Sets indices of the top-level columns to be read.

Parameters:

col_nameslist: List of top-level column indices

Returns:

None

set_column_names(self, list col_names) → void#

Sets names of the columns to be read.

Parameters:

col_nameslist: List of column names

Returns:

None

set_columns(self, list col_names) → void#

Sets names of the columns to be read. Deprecated and will be removed in a future version. Use set_column_names instead.

Parameters:

col_nameslist: List of column names

Returns:

None

set_filter(self, Expression filter) → void#

Sets AST based filter for predicate pushdown.

Parameters:

filterExpression: AST expression to use as filter

Returns:

None

set_num_rows(self, int64_t nrows) → void#

Sets number of rows to read.

Parameters:

nrowsint64_t: Number of rows to read after skip

Returns:

None

Notes

Although this allows one to request more than size_type::max() rows, if any single read would produce a table larger than this row limit, an error is thrown.

set_row_groups(self, list row_groups) → void#

Sets list of individual row groups to read.

Parameters:

row_groupslist[list[int]]: Row groups to read, one inner list per input source.

Returns:

None

Notes

Rows are emitted in input-source order; all rows selected from source 0 are emitted before rows selected from source 1, and so on. Within each source, row groups are read in the order provided; indices are not sorted or deduplicated, and repeated indices are emitted multiple times. Empty inner lists contribute no rows. When unset, all row groups are read in source order, then in on-disk order within each source. Predicate pushdown drops row groups in place; remaining row groups keep their relative order.

set_skip_rows(self, int64_t skip_rows) → void#

Sets number of rows to skip.

Parameters:

skip_rowsint64_t: Number of rows to skip from start

Returns:

None

set_source(self, SourceInfo src) → void#

Set a new source info location.

Parameters:

srcSourceInfo: New source information, replacing existing information.

Returns:

None

pylibcudf.io.parquet.is_supported_read_parquet(compression_type compression) → bool#

Check if the compression type is supported for reading Parquet files.

For details, see is_supported_read_parquet().

Parameters:

compressionCompressionType: The compression type to check

Returns:

bool: True if the compression type is supported for reading Parquet files

pylibcudf.io.parquet.is_supported_write_parquet(compression_type compression) → bool#

Check if the compression type is supported for writing Parquet files.

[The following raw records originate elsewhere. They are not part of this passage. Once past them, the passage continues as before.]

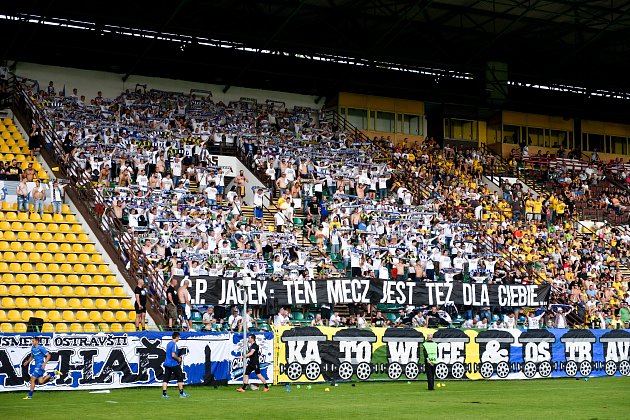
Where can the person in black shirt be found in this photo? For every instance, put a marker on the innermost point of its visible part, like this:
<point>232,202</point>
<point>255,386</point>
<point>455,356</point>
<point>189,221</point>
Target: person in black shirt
<point>253,363</point>
<point>171,303</point>
<point>140,305</point>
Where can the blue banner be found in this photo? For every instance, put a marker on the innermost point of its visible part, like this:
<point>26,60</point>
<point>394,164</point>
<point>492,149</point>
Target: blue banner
<point>99,361</point>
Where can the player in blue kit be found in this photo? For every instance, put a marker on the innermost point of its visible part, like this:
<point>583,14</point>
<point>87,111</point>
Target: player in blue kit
<point>41,356</point>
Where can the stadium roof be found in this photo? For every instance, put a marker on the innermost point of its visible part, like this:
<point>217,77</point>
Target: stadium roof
<point>556,52</point>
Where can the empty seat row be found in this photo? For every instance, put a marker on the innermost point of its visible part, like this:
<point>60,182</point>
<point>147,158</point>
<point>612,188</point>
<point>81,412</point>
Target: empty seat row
<point>75,248</point>
<point>67,316</point>
<point>60,279</point>
<point>40,267</point>
<point>117,302</point>
<point>41,227</point>
<point>55,291</point>
<point>70,238</point>
<point>62,327</point>
<point>35,217</point>
<point>48,257</point>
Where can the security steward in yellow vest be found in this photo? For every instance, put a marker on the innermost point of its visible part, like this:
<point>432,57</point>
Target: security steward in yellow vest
<point>430,360</point>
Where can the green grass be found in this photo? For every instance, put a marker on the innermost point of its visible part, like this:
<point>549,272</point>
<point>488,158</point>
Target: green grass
<point>553,398</point>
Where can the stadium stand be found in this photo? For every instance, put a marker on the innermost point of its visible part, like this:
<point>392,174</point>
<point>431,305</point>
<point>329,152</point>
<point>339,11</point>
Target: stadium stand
<point>339,204</point>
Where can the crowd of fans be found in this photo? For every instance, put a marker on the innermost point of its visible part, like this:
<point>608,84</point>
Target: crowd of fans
<point>344,205</point>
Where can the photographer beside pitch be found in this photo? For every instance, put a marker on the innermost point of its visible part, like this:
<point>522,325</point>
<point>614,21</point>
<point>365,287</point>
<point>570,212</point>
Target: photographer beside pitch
<point>253,364</point>
<point>430,360</point>
<point>172,367</point>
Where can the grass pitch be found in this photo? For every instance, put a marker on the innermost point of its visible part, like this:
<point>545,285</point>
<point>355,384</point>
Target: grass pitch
<point>552,398</point>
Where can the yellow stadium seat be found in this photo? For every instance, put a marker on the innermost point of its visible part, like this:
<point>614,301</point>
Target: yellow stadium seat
<point>103,327</point>
<point>87,303</point>
<point>82,316</point>
<point>108,316</point>
<point>68,316</point>
<point>54,316</point>
<point>8,303</point>
<point>27,314</point>
<point>104,269</point>
<point>101,303</point>
<point>127,304</point>
<point>48,303</point>
<point>42,314</point>
<point>122,316</point>
<point>87,280</point>
<point>95,316</point>
<point>14,316</point>
<point>89,327</point>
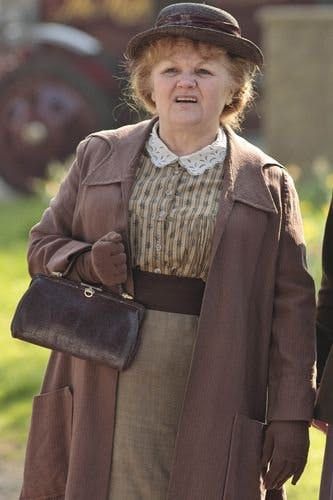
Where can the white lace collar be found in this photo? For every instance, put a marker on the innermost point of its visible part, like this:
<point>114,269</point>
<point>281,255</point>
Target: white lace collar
<point>195,163</point>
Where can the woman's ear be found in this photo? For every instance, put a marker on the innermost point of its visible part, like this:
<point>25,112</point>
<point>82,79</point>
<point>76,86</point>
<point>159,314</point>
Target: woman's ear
<point>229,98</point>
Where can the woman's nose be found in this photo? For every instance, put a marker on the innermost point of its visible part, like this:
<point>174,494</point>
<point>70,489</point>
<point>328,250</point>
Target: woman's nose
<point>188,82</point>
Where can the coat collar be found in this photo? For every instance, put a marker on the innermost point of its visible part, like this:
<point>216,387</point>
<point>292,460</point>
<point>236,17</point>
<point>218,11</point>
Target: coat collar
<point>243,172</point>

For details, see is_supported_write_parquet().

Parameters:

compressionCompressionType: The compression type to check

Returns:

bool: True if the compression type is supported for writing Parquet files

pylibcudf.io.parquet.merge_row_group_metadata(list metdata_list) → memoryview#

Merges multiple raw metadata blobs that were previously created by write_parquet into a single metadata blob.

For details, see merge_row_group_metadata().

Parameters:

metdata_listlist: List of input file metadata

Returns:

memoryview: A parquet-compatible blob that contains the data for all row groups in the list

pylibcudf.io.parquet.read_parquet( ParquetReaderOptions options, stream=None, DeviceMemoryResource mr=None, parquet_metadatas=None, )#

Read from Parquet format.

The source to read from and options are encapsulated by the options object.

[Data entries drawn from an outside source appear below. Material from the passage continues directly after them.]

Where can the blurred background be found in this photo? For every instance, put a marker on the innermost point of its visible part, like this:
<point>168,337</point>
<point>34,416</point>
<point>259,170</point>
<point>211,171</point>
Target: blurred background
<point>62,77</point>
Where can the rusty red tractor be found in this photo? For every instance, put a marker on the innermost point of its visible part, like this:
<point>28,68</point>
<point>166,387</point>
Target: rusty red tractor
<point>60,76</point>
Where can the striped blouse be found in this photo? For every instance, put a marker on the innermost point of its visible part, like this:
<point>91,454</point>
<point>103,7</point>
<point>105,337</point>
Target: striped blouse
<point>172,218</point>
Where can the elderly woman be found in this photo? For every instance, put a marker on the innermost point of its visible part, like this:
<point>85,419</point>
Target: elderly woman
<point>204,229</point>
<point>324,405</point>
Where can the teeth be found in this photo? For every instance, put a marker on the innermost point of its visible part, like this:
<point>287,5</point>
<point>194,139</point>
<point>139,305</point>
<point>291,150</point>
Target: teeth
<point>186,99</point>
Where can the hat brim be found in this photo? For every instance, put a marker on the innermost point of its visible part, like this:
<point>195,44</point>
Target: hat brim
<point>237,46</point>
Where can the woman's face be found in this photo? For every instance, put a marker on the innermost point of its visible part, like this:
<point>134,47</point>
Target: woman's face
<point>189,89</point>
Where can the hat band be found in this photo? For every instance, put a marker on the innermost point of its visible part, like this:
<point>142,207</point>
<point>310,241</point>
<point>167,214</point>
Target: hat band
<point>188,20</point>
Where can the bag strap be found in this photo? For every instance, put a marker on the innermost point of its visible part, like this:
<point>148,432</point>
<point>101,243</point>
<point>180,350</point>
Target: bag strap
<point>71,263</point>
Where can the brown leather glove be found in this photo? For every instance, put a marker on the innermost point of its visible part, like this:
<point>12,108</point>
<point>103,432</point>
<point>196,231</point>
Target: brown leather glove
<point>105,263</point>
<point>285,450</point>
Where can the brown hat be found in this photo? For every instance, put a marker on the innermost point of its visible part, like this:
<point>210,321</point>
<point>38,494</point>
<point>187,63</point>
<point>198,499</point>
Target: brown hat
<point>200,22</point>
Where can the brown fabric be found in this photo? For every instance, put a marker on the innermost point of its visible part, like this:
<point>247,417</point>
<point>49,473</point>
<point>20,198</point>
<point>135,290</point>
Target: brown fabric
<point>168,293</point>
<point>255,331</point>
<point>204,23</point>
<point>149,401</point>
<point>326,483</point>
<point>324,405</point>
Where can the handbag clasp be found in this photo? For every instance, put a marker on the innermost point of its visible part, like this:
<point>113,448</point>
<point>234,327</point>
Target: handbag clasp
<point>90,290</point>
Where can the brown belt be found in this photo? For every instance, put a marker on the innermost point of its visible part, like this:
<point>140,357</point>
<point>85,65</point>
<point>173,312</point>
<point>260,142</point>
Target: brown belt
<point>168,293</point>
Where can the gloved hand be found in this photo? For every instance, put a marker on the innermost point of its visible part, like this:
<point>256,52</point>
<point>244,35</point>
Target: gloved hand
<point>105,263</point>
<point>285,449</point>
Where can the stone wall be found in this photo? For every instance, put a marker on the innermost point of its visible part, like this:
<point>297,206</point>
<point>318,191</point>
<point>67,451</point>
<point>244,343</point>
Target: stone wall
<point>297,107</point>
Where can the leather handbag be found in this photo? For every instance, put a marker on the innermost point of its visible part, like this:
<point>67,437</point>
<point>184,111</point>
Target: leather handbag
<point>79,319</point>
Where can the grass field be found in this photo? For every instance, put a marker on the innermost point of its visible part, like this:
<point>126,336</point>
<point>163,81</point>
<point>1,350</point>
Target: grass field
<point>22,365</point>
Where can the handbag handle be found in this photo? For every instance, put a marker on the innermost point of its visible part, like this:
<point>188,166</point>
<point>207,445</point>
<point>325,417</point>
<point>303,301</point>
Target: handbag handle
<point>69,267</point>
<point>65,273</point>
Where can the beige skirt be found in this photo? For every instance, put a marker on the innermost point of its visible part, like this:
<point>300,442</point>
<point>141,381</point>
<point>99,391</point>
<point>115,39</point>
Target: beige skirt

For details, see read_parquet().

Parameters:

options: ParquetReaderOptions: Settings for controlling reading behavior
streamStream | None: CUDA stream used for device memory operations and kernel launches
mrDeviceMemoryResource, optional: Device memory resource used to allocate the returned table’s device memory.
parquet_metadataslist[FileMetaData], optional: Pre-materialized parquet footer metadata, one for each source. If not provided, footers are read from the sources internally.

pylibcudf.io.parquet.write_parquet(ParquetWriterOptions options, stream=None) → memoryview#

Writes a set of columns to parquet format.

Parameters:

optionsParquetWriterOptions: Settings for controlling writing behavior
streamStream | None: CUDA stream used for device memory operations and kernel launches

Returns:

memoryview: A blob that contains the file metadata (parquet FileMetadata thrift message) if requested in parquet_writer_options (empty blob otherwise).